Should I be concerned at end-user’s level with the above message negatively

(AppSheet’s Sync Waits) or just wait for new Cache System go in Place.

I trust AppSheet completely.
Thank you.

(Tammi Canelli) #4

We are in the process of developing a public app that will utilize the same SQL database as a private app (for employees). Amount of users on the public side is unknown at this time - it will be promoted for pre-registration for evacuation centers. What do we need to do to avoid crashing the system? Also, I saw another post about public apps being $50/mo - does this apply to business/corporate plans?

(Praveen Seshadri (AppSheet)) #5

Hi Tammi, regarding pricing, please channel that discussion via Drew. The public app per-app pricing you reference is meant for self-serve customers rather than business plans.
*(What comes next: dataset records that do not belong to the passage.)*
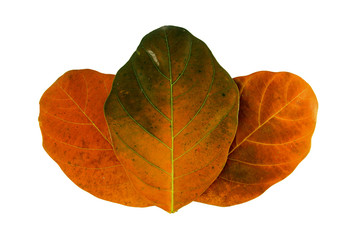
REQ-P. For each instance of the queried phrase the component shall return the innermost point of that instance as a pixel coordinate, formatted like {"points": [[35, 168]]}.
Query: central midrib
{"points": [[171, 125]]}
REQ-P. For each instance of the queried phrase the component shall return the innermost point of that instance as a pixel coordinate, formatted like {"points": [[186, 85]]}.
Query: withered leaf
{"points": [[277, 119], [172, 114], [76, 136]]}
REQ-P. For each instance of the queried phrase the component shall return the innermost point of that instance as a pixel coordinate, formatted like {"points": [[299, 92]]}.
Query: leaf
{"points": [[76, 136], [277, 118], [172, 114]]}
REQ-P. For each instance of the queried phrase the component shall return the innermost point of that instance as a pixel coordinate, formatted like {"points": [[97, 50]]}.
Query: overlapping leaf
{"points": [[172, 114], [277, 118], [76, 136]]}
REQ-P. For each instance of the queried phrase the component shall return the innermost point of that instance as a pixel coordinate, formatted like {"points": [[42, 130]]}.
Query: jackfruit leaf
{"points": [[277, 118], [76, 136], [172, 115]]}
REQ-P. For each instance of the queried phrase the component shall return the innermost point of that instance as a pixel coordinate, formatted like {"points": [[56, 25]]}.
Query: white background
{"points": [[317, 40]]}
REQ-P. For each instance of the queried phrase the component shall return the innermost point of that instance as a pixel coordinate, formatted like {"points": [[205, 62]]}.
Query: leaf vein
{"points": [[142, 127], [146, 96], [205, 100]]}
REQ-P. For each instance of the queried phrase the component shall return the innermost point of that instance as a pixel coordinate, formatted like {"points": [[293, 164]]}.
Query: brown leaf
{"points": [[76, 136], [172, 114], [277, 118]]}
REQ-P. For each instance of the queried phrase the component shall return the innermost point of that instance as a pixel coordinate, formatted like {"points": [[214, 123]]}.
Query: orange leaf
{"points": [[172, 114], [76, 136], [277, 118]]}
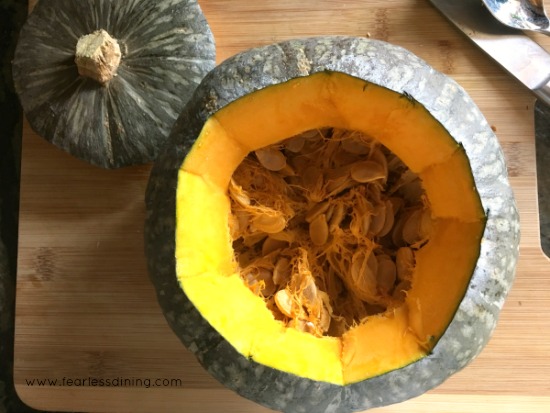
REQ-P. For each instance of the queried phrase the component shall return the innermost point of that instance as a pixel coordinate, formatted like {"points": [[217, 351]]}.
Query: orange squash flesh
{"points": [[208, 272]]}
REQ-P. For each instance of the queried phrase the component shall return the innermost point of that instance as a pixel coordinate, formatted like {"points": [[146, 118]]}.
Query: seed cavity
{"points": [[326, 226]]}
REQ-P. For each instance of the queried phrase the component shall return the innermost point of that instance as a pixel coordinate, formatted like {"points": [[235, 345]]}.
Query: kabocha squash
{"points": [[105, 80], [330, 227]]}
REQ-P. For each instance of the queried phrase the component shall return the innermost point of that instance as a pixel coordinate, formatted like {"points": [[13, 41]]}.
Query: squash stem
{"points": [[98, 56]]}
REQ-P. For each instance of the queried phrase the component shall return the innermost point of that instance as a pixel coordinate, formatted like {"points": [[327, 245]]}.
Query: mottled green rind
{"points": [[398, 70], [167, 49]]}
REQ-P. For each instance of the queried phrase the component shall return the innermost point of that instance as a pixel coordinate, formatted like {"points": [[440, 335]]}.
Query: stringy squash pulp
{"points": [[333, 223]]}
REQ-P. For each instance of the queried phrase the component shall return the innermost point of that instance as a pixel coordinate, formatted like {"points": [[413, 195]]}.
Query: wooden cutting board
{"points": [[85, 306]]}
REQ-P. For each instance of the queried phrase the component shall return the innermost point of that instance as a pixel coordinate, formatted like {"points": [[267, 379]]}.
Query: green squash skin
{"points": [[167, 48], [394, 68]]}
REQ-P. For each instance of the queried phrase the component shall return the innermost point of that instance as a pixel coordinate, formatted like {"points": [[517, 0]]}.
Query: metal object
{"points": [[520, 14], [516, 52]]}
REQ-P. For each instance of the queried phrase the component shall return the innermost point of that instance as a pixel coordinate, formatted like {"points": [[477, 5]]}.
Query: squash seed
{"points": [[296, 144], [367, 171], [283, 301], [386, 274], [316, 210], [271, 245], [281, 272], [270, 223], [318, 230], [404, 261], [356, 146], [271, 158]]}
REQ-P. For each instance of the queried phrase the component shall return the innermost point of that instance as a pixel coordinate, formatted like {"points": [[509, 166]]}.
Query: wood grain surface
{"points": [[86, 309]]}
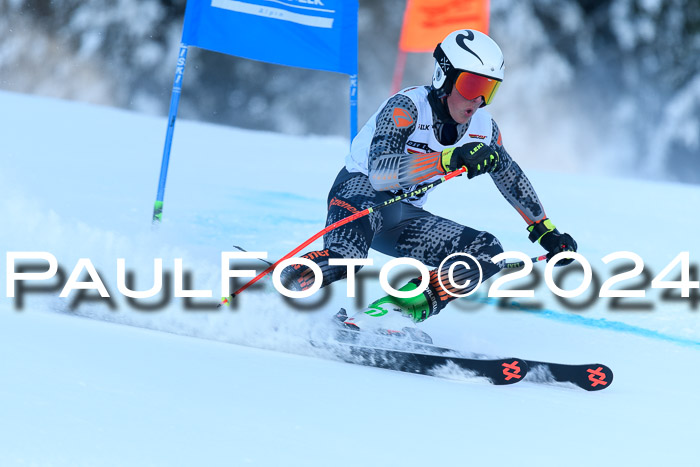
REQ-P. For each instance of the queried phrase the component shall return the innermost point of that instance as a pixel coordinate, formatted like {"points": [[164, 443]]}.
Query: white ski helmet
{"points": [[474, 52]]}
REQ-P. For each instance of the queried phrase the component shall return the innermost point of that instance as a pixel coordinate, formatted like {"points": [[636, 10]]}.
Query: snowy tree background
{"points": [[609, 86]]}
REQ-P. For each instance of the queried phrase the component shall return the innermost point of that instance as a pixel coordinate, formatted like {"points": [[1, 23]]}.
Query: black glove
{"points": [[478, 158], [552, 240]]}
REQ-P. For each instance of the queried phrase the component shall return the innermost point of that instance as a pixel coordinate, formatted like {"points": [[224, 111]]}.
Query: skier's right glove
{"points": [[478, 158], [552, 240]]}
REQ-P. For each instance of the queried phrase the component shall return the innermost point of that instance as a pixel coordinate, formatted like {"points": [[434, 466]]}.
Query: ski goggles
{"points": [[470, 86]]}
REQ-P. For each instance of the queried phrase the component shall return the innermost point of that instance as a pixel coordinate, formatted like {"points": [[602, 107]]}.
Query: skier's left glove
{"points": [[552, 240]]}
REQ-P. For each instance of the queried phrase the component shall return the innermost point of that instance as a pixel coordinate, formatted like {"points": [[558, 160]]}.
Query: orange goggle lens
{"points": [[471, 86]]}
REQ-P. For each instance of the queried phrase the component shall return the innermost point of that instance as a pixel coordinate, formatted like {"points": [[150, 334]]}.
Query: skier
{"points": [[417, 136]]}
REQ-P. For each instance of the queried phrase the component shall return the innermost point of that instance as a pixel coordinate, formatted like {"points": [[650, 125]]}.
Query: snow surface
{"points": [[240, 386]]}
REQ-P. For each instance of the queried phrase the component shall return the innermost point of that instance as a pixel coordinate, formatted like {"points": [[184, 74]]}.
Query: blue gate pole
{"points": [[172, 114], [353, 106]]}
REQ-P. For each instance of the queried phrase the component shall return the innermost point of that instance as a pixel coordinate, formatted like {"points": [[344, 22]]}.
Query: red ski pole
{"points": [[335, 225]]}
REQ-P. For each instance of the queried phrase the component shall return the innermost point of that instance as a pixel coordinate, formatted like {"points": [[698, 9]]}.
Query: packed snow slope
{"points": [[181, 383]]}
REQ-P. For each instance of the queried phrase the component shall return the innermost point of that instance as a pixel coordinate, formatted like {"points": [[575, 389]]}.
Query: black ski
{"points": [[591, 377], [497, 371]]}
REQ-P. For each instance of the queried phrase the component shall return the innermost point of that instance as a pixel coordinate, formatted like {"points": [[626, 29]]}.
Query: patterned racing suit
{"points": [[397, 150]]}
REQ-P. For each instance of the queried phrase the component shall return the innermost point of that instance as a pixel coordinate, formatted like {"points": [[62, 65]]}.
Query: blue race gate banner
{"points": [[316, 34]]}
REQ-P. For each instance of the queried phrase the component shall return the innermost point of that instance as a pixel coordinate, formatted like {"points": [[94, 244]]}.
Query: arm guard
{"points": [[389, 167], [514, 185]]}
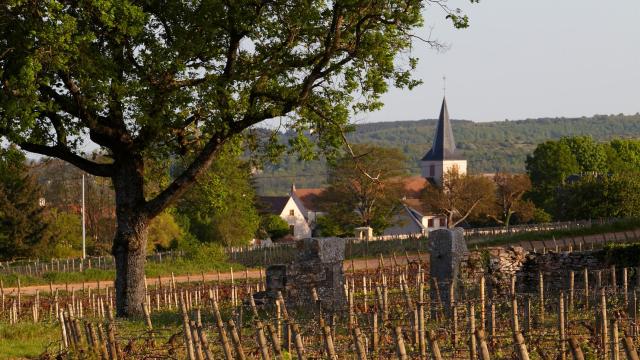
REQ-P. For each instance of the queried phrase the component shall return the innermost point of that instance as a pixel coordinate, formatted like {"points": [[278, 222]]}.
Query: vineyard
{"points": [[393, 311]]}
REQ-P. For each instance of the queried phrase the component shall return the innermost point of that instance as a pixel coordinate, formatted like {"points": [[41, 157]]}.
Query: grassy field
{"points": [[177, 267], [211, 261], [621, 225], [27, 340]]}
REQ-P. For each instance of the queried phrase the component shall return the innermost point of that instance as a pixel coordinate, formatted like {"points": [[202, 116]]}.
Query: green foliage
{"points": [[604, 180], [274, 226], [590, 155], [601, 196], [461, 197], [365, 188], [164, 232], [489, 146], [616, 226], [548, 167], [66, 229], [622, 255], [22, 223], [220, 207], [326, 226]]}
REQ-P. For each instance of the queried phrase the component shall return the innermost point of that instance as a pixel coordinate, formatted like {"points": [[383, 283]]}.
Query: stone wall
{"points": [[318, 265]]}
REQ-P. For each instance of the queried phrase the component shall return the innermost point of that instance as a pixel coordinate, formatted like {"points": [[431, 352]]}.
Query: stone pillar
{"points": [[448, 250], [318, 265]]}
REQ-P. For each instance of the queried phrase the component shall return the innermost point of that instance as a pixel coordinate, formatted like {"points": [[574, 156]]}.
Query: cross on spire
{"points": [[444, 85]]}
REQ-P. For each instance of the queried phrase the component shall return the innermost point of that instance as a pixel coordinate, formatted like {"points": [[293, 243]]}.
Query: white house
{"points": [[298, 209], [413, 218], [443, 155]]}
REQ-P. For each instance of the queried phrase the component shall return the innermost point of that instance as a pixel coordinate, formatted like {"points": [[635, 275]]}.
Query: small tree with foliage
{"points": [[22, 222], [460, 197], [365, 187], [510, 191], [548, 168], [220, 207], [274, 226], [155, 79]]}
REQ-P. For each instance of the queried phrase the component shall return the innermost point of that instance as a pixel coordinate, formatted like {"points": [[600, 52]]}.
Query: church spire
{"points": [[444, 146]]}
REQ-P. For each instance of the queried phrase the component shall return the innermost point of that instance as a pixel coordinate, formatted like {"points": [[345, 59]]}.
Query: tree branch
{"points": [[63, 153]]}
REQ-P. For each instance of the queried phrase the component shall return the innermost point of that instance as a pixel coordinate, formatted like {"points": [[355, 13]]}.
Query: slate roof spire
{"points": [[444, 146]]}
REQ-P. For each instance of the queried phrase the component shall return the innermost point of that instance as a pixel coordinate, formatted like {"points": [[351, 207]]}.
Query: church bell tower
{"points": [[443, 155]]}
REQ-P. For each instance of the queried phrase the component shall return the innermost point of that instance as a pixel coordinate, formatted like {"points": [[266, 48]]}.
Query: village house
{"points": [[300, 210], [442, 157]]}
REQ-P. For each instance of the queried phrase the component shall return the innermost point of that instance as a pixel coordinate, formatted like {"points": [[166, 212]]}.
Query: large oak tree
{"points": [[154, 78], [460, 197], [365, 187]]}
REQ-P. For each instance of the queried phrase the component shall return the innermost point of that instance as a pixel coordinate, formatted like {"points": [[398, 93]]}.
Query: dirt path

Wrt crashing the system, our job is to ensure that nobody can crash the system, whatever load they put on it. This happens by throttling iindividual accounts/apps to make sure no one app can overwhelm the system. What happened last week is a failure in that throttling mechanism — i.e. the throttling mechanism itself got into a bad state.

That said, if you are using the same SQL database for your private and your public apps, it is possible that your SQL database might be overloaded. It depends on the app design. So that is something we can talk through.

(Tammi Canelli) #6

Thank you. You’ll see another post re the public app and security concerns. Definitely could use some guidance on how best to set this up. I’m meeting with our IT security next week. Perhaps I can coordinate through Drew to schedule a meeting based on their concerns?

(Praveen Seshadri (AppSheet)) #7

Tammi, yes best to discuss via Drew.

For the broader audience, “public apps” have no security mechanisms. So it is rarely the case that public apps and private/secure apps should share the same data sets/tables.

That said, I’m assuming Tammi that you were just going to use the same database server as a backend for these two different data sets.